Legislature won’t derail Dallas-to-Houston bullet train

Legislature won’t derail Dallas-to-Houston bullet train : AUSTIN — A proposed bullet train between Dallas and Houston has survived a budgeting measure that could have derailed the push for Texas to have a high-speed rail line.

On Thursday, budget writers removed a Senate-inserted rider in the spending plan that said the Texas Department of Transportation couldn’t spend any state money on “subsidizing or assisting in the construction of high-speed passenger rail.”

Backers of the planned 240-mile line had said the provision would have effectively killed the privately funded endeavor. High-speed rail opponents, however, said they were simply trying to ensure that the state wouldn’t bail out the costly project if private funds dry up.

The two-sentence provision in the massive $210 billion state spending plan had proved nettlesome in late-session budget negotiations, pitting rural lawmakers against those who represent Texas’ two biggest metropolitan areas.

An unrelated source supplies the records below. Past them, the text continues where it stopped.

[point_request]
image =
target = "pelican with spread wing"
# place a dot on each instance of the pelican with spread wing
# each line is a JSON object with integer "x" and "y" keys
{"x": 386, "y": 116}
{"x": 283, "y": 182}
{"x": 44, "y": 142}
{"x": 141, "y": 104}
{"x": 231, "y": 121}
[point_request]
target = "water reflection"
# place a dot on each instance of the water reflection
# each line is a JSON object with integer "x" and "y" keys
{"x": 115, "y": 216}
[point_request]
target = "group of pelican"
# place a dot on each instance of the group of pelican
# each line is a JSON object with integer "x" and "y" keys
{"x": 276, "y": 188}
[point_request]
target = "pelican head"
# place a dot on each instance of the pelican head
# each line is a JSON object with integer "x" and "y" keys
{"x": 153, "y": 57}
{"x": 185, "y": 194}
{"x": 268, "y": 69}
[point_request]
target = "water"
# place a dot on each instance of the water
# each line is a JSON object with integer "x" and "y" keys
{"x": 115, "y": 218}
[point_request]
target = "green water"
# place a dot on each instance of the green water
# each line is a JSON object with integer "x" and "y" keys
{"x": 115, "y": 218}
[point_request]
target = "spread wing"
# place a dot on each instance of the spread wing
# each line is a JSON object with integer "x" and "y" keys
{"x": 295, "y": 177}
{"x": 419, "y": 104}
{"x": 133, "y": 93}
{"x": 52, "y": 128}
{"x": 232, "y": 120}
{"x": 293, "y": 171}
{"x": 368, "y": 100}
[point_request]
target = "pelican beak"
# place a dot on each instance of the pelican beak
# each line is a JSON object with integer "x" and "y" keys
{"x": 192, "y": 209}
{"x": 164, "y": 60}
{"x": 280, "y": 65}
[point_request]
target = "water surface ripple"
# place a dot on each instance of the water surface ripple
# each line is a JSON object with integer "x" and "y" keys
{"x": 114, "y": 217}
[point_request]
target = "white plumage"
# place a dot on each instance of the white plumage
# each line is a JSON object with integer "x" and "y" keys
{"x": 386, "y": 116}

And though the language was deleted on a 6-4 vote of the conference committee negotiating the final budget, it wasn’t without stern warnings from project opponents.

“We’re being sold a potential bill of goods,” said Sen. Charles Schwertner, R-Georgetown. “In the long term, the citizens and the taxpayers are going to be left holding the hook.”

Barring any further maneuvering in the Legislature’s final days, it appears that the high-speed rail proposal could emerge from the session unscathed.

The plan to create a privately funded 90-minute train ride between Dallas and Houston has drawn increasing attention. Company officials have said the train — estimated to cost about $10 billion — could be running by 2021.

The effort has been pitched as a traffic reliever to Interstate 45 and a potential boon to development near downtown Dallas.

Backers said the budget provision would have hamstrung the project, since the Transportation Department’s expertise and oversight are needed for key elements. And Texas Central Railway said in a written statement late Thursday that it was grateful for the conference committee’s vote.

“We believe it is a vote that embraces private enterprise’s commitment to provide innovative solutions to the infrastructure needs of a prosperous and growing Texas,” the company said.

Rural landowners and elected officials along the proposed route have rallied against the effort in recent months. They’ve expressed concern about the use of eminent domain and the prospect that the tracks will split communities.

And with time of the essence, they took their fight to the Legislature.

But bills aimed at stopping or slowing the project appear bottled up in both the House and the Senate. And with the budget rider shot down, Schwertner predicted that Texans “will rue the day” that they didn’t stop the project when they could.